Thursday, August 12, 2010

What’s the use of a creative writing course?

People write. If they’re good enough, they get published. Then they write more and get more things published. Then they earn lots of money. All this happens smoothly and words flow in a constant stream of inspiration.

Pah! If only the business of writing were that simple!

Human beings are a complicated lot and writers themselves are a scruffy, jumbled bag. They write very different things and in very different ways. One thing holds true though, whether you wop words out on the page quicker than a laser-jet printer, or mull over your masterpiece for decades; it’s a long, tough road and you will probably write alone. You may get lonely and self-doubt could well tag along for the ride.

Creative writing courses are a great way to shake off pesky cling-ons of uncertainty and isolation that can be so severe as to make some writers give up completely. The chance to sit in amongst like-minded people who love to shuffle words around and tell stories, coming with their own ideas and angles, can be an invigorating experience not just for a complete beginner, but just as much for a writer who’s been battling along alone for a good while. And a writer at absolutely any stage can meet an inspirational writer or teacher who highlights something about their writing that they could not themselves see.

Want some hard proof of the brilliant revitalising power a writing course can have? No problem…

Poet Jane Clarke took part in a poetry course at the IWC back in 2007 led by Catherine Phil MacCarthy. She sowed the seeds of a poem there, The Lighthouse Keeper, drawing on Catherine’s encouragement to explore persona and to absorb herself completely in someone else’s life

Jane finished the course and abandoned the poem, thinking it was not really working and that she would return to it later. It didn’t happen. That is until, three years later, Jane found herself in another poetry course at the Centre, this time led by Paula Meehan, whose focus was very different; breath, rhythm and line. Inspired once more, Jane rustled through her papers at home, pulled out that poem and reworked it from a new angle. She then submitted it to an international poetry competition, the iYeats Poetry Contest, and won first prize.

Jane, a member of the Airfield Writers’ Group, has been writing for a long time and has had many poems published, but she has no doubt that putting yourself into different, creative experiences can take you in exciting writing directions.

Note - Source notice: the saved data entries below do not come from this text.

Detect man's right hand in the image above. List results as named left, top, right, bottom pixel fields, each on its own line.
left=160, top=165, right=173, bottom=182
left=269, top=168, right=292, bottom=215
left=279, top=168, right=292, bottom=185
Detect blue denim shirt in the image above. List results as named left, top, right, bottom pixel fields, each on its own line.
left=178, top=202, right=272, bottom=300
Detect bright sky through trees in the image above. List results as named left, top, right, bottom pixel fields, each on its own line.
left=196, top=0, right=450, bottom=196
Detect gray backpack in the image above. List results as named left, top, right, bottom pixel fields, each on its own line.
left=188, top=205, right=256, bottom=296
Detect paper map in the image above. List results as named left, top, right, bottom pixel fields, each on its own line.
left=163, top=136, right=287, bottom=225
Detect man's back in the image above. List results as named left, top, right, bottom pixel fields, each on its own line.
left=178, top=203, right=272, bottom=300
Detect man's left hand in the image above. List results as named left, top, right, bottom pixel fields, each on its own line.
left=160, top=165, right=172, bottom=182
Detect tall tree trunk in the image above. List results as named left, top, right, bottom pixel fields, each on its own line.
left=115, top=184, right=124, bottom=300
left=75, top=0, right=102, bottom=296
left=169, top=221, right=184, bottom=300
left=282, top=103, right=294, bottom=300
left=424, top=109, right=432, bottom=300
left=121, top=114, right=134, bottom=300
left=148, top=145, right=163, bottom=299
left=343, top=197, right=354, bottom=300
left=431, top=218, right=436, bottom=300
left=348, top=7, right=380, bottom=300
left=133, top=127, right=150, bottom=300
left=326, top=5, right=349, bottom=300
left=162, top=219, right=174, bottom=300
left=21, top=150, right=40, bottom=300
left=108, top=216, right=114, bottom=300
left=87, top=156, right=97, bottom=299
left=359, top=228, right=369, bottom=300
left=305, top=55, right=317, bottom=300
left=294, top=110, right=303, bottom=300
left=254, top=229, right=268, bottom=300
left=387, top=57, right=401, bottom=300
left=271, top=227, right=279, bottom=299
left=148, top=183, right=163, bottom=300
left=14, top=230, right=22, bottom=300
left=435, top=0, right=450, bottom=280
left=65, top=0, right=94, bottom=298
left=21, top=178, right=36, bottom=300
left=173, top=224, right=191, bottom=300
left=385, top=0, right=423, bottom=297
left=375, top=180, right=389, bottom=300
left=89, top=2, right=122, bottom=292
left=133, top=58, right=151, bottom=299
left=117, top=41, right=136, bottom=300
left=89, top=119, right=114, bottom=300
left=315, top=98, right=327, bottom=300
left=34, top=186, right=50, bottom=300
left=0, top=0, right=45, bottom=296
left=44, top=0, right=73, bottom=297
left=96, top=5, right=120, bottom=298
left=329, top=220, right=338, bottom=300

So as well as a chance to learn new things, a creative writing course could be just as useful in giving you an external stimulus; to put it another way, a blooming good kick up the typewriter!

Congratulations to Jane on her win and we look forward to seeing more of her work published in the future.

1 comment:

  1. What you describe here is exactly what happened to me. I had written a lot of poetry and when it was read by an older established poet, he gave me some advice about my writing. Though I was not able to follow through on it at the time, because the inspiration just wouldn't come to me. However some time later it did just all flood and my writing was transformed.